Bunker now #1

M.A.D. (MUTUALLY ASSURED DESTRUCTION)

JULIA BIASI

Bunker now #1

Eröffnung: 24.10.2015
Dauer der Ausstellung: 25.10. – 19.12.2015
Ort: BUNKER Nr. 2 nahe Haselburg, Bozen

M.A.D. findet in einem verlassenen Bunker aus dem Zweiten Weltkrieg statt, der als Teil von Mussolinis Alpenwall in den frühen 1940er Jahren errichtet wurde. Seine ursprüngliche Funktion als militärisches Gelände hat Biasi dazu veranlasst, in ihrer Arbeit aus Video und Skulpturen die systematische Beziehung zwischen Krieg und Wirtschaft zu hinterfragen.

Die Künstlerin hat in Zusammenarbeit mit Markus Joos Raketenskulpturen aus weißem Laaser Marmor und 30mm-Durchmesser-Patronenhülsen hergestellt. Diese Munition wurde im Irakkrieg, aber auch im Jugoslawienkrieg bereits verwendet. Die Wahl des Materials ist nicht zuletzt ein Verweis auf die Hintergründe und die Rolle von Marmor in bedeutsamen Bauwerken von nationalem Interesse. Einer der größten Shareholder des berühmten Carrara-Marmors ist die Familie Bin Laden. Laaser Marmor und Carrara-Marmor wird in maßgeblichen architektonischen Projekten weltweit verwendet, etwa beim Bau der Shikh Zayed Moschee in Abu Dhabi, die im Auftrag der Saudischen Königsfamilie errichtet wurde; oder im Peace Memorial in Washington DC, das von der amerikanischen Regierung in Auftrag gegeben wurde. Biasis Skulpturen setzen sich mit kursierenden 9/11-Verschwörungstheorien auseinander und nehmen so auch Bezug zum makropolitisch-ökonomischen Beziehungsgeflecht zwischen internationalen Konflikten und privaten Geschäftsinteressen.
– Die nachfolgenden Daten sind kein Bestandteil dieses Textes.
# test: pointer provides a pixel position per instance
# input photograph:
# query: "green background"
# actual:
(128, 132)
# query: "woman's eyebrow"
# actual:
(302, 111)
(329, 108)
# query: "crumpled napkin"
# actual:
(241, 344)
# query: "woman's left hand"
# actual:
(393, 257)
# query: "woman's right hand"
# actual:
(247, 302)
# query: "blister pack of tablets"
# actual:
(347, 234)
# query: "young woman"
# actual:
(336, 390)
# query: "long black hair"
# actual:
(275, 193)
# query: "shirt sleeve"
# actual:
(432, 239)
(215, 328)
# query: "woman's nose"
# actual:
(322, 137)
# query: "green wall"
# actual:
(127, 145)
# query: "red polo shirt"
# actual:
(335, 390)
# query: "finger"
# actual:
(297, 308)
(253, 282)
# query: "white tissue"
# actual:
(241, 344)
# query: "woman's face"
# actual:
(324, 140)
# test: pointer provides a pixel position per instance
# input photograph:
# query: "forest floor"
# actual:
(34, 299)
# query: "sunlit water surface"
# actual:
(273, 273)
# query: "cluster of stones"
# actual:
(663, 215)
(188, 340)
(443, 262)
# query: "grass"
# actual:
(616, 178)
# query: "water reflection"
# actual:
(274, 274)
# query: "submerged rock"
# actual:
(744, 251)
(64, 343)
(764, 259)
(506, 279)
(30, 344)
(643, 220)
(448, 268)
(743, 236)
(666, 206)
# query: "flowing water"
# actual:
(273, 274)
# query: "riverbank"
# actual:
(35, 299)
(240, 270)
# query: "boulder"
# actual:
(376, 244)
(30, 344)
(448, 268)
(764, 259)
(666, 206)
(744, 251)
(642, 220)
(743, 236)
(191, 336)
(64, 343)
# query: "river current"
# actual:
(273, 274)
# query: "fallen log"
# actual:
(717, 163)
Ästhetisch erinnern die phallischen Raketen an das Schönheitsideal der Skulpturen der italienischen Renaissance. Die Künstlerin erläutert die Beziehung zwischen Begierde und Krieg, die bereits durch die bloße Leuchtkraft des Oberflächenmaterials der Skulpturen deifiziert werden. Die Verbindung zwischen Geschlechtstrieb und Gewalt wird auch in der surrealistischen Videoarbeit M.A.D. untersucht. Das Video besteht aus einer rasanten, halluzinatorischen Abfolge von Bildern, die uns als Nebenprodukt unseres kollektiven Bewusstseins sofort vertraut erscheinen. Formal ist das Video von jenem Phänomen inspiriert, das wir als Erfahrung von Überlebenden von Nahtod-Erfahrungen kennen, die davon berichten, dass das ganze Leben wie in einem Zeitraffer an einem vorüberzieht. Diese Erfahrungen wurden häufig als zunächst erschreckend, später jedoch hilfreich empfunden, um die eigenen Verhaltensmuster zu durchblicken und unter Umständen einen echten Neuanfang zu machen. Mit M.A.D. realisiert Julia Biasi eine solche „Lebensrückblende“ für die breite Öffentlichkeit, eine imaginäre Vorstellung, die uns Gelegenheit zur kollektiven Hinterfragung und Auseinandersetzung gibt.

JULIA BIASI
geb. 1980 Meran, Multimedia-Künstlerin, lebt und arbeitet in Brooklyn, New York. In ihren Arbeiten setzt sie sich mit der sozio-politischen Situation unserer Gesellschaft auseinander, indem sie unhinterfragte Vorstellungen und Begebenheiten durch die Linse des ursprünglichen sexuellen Verlangens filtert. Biasi hat die Kunstschule in St. Ulrich in Gröden besucht und studierte Fine Art Practices an der Central Saint Martins, London. Aktuelle Ausstellungen umfassen unter anderem Make it Big, Make it Red, Put a Crown on It in der Catinca Tabacaru Gallery, New York, USA; Triennala Ladina im Museum Ladin; Gadertal; Reflections on Metadata im Projektraum Baeckerei Wimmer, Wien, Österreich; A Convenient Death in Vacant Galleries, Wien, Österreich; Stock exchange in Dreieck Studio, Wien, Österreich.